Following suggestions from friends and family, Mr Callingham opened Bekonscot to the amazed public in 1929. The village was seen in newspapers, cinema newsreels and magazines across the world, with thousands flocking to Beaconsfield to see the ‘real-life Lilliput’.
It attracted the attention of the Royal Family, living just a short distance away in Windsor. The first visit was on 20 April 1934, the eve of Princess Elizabeth’s eighth birthday. The future Queen of England returned several times in later years, along with Princess Margaret, Queen Mary and the King. After her coronation, the Queen’s children came too and were equally enthralled with this, the smallest of kingdoms.
There wasn’t an admission charge – but visitors were asked to put charitable donations in a box if they wished. All proceeds went to the Railway Benevolent Institution – Mr Callingham was a railway fan and many of the volunteers helping with the model railway were railway staff.
Since then, all of our profits have been donated to charity each year – and we’re proud that we’ve given the equivalent of over £5.5 million so far. That’s thanks to visitors, like you.

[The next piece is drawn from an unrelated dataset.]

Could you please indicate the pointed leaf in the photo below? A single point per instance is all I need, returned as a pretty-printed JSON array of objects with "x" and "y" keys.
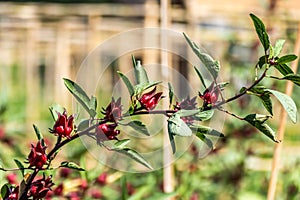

With Bekonscot’s growing popularity, the public opening hours were extended from occasional days to weekend opening too. For a while, there were open evenings when every building and path was lit up with thousands of tiny twinkling electric lights. Occasionally we come across bits of the wiring network buried deep inside rockeries and older buildings.
As visitor numbers increased, paths were widened and more buildings such as Epwood Castle and the village of Evenlode were added.
Members of Mr Callingham’s household staff, including his cook, gardeners, chauffeur and maid, all came to help run the growing empire that was Bekonscot Model Village.